Solving the drought one dog at a time

While Matt and I were recently dying, Zero decided to further diminish Southern California's dwindling water supply by drinking all of it. Due to our lack of situational awareness, we didn't realize the severity of the situation until Zero woke us up by peeing on the rug two mornings in a row. Then we started noticing the hidden puddles of pee all over the house. Clearly something was wrong with the dog and not just us.

We dragged ourselves, a very excited Reese, and a wary Zero to the vet for a visit with Zero's internal medicine doctor. Based on his symptoms of drinking and peeing twenty-seven gallons per day, she had a diagnosis in mind, which she confirmed with blood tests. His blood glucose level was 527. Like humans, dogs are supposed to have levels in the low 100s. Uhhh, fuck.
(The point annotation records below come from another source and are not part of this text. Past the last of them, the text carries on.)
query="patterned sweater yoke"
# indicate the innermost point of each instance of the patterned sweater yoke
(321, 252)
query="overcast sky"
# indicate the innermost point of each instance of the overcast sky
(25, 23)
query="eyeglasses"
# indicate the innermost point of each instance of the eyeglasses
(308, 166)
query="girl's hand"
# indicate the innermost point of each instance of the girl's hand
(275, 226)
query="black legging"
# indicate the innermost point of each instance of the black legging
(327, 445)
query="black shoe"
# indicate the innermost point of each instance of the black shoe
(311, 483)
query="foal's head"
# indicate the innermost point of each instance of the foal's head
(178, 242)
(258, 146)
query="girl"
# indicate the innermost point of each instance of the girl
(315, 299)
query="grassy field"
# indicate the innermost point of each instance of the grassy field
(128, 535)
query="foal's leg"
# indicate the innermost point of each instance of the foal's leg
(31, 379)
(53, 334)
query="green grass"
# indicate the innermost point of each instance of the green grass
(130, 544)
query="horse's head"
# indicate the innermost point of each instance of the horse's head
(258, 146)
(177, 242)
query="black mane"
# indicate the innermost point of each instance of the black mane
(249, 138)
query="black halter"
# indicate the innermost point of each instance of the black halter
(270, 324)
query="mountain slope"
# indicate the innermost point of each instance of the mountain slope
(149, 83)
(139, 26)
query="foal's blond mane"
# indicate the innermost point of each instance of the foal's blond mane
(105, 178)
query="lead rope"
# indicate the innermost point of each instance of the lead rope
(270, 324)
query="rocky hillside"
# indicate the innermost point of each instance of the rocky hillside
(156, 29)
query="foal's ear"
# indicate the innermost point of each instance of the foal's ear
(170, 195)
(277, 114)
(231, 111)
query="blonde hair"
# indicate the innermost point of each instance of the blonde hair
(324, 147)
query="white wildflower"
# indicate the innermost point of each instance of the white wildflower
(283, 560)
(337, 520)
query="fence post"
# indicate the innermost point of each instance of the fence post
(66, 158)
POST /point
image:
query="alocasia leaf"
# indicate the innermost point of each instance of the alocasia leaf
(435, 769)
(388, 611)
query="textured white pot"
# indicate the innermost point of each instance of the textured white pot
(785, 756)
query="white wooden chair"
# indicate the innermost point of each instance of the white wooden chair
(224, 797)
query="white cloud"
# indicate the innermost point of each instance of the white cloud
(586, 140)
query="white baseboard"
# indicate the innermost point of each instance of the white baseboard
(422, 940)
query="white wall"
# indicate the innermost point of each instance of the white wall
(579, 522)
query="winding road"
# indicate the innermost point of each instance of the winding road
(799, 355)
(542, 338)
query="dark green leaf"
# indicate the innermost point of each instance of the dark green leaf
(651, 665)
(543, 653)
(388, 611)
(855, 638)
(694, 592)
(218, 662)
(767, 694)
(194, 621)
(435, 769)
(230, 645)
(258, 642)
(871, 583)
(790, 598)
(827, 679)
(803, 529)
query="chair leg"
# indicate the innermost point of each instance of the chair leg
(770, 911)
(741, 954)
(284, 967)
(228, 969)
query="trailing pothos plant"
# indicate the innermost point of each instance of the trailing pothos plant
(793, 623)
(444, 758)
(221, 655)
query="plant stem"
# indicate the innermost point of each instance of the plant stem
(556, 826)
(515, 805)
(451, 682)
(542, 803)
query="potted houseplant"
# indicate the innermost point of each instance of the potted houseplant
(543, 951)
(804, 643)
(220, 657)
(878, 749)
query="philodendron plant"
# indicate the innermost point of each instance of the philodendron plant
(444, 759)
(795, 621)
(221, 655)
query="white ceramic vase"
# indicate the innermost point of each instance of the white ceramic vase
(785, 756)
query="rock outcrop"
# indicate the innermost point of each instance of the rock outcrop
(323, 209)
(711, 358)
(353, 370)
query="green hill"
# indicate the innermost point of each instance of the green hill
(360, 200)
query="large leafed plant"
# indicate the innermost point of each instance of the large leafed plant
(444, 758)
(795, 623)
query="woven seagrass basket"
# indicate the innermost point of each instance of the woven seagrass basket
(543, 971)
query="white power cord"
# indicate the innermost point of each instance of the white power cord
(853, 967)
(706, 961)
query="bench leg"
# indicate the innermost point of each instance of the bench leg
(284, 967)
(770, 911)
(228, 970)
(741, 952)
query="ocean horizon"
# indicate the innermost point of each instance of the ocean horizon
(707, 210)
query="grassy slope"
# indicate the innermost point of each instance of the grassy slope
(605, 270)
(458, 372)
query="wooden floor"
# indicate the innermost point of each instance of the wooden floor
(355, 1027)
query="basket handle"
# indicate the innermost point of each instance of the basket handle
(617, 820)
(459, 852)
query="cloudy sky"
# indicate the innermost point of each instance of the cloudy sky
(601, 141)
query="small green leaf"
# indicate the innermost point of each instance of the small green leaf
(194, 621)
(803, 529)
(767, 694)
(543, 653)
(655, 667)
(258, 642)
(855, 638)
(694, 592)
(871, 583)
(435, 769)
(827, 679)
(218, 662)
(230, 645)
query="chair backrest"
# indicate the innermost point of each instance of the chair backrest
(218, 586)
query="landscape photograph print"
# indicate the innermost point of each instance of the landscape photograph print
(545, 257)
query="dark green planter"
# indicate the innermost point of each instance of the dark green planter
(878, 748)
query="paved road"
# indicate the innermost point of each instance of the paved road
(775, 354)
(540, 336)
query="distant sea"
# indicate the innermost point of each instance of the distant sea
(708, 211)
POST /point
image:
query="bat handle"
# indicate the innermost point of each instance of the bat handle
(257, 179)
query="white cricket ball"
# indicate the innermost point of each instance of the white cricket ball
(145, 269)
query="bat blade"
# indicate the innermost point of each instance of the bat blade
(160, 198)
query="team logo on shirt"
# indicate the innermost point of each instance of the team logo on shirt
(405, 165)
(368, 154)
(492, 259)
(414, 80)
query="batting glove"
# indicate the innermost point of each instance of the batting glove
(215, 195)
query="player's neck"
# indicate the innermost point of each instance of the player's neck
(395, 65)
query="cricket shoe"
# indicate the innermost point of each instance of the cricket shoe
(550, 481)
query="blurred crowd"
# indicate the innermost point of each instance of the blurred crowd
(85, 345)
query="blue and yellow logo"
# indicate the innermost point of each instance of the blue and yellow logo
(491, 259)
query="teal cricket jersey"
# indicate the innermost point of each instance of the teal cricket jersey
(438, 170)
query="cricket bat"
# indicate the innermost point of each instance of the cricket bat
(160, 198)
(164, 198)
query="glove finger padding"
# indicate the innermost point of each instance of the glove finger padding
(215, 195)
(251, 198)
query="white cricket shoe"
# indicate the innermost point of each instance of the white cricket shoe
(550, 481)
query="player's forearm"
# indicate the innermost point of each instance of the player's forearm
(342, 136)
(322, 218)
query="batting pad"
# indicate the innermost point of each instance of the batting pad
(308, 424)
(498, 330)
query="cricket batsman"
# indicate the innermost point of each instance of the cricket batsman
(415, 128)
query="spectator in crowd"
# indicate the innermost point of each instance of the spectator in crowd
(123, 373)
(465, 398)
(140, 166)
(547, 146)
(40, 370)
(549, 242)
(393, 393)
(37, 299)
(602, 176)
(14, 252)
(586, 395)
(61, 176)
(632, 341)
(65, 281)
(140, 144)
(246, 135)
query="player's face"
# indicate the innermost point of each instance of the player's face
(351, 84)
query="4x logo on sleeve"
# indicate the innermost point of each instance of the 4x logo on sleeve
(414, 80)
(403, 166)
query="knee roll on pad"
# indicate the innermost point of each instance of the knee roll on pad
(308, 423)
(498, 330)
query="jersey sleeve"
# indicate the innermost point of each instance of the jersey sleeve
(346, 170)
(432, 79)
Zero officially has type 1 diabetes, also known as "dogabetes." It was most likely caused by years of taking steroids for his IBD (irritable bowel disease). Unfortunately, he needs to take his current steroids as only they successfully control his IBD.

Just for fun, he now gets twice daily insulin injections, one after each meal. Getting his dose of insulin straightened out required glucose curves and more visits to the vet than we were physically capable of at the time. He started out at four units, then it was increased to six, then again to eight. Zero seemed stable at eight, but then his urine tested positive for ketones, which are a precursor to DKA (diabetic ketoacidosis).

The vet lowered Zero's insulin dose to seven units. Guess who started drinking and peeing constantly? Hint, it wasn't Matt. The vet raised his dose, somewhat reluctantly, to 7.5 units, and he seems to have finally stabilized.

Sadly, it is very common for dogs with type 1 diabetes to develop cataracts within about six months of diagnosis. They usually require surgery to restore the dog's vision. Zero's eyes are already starting to look a bit cloudy, but we'll cross that bridge when we come to it.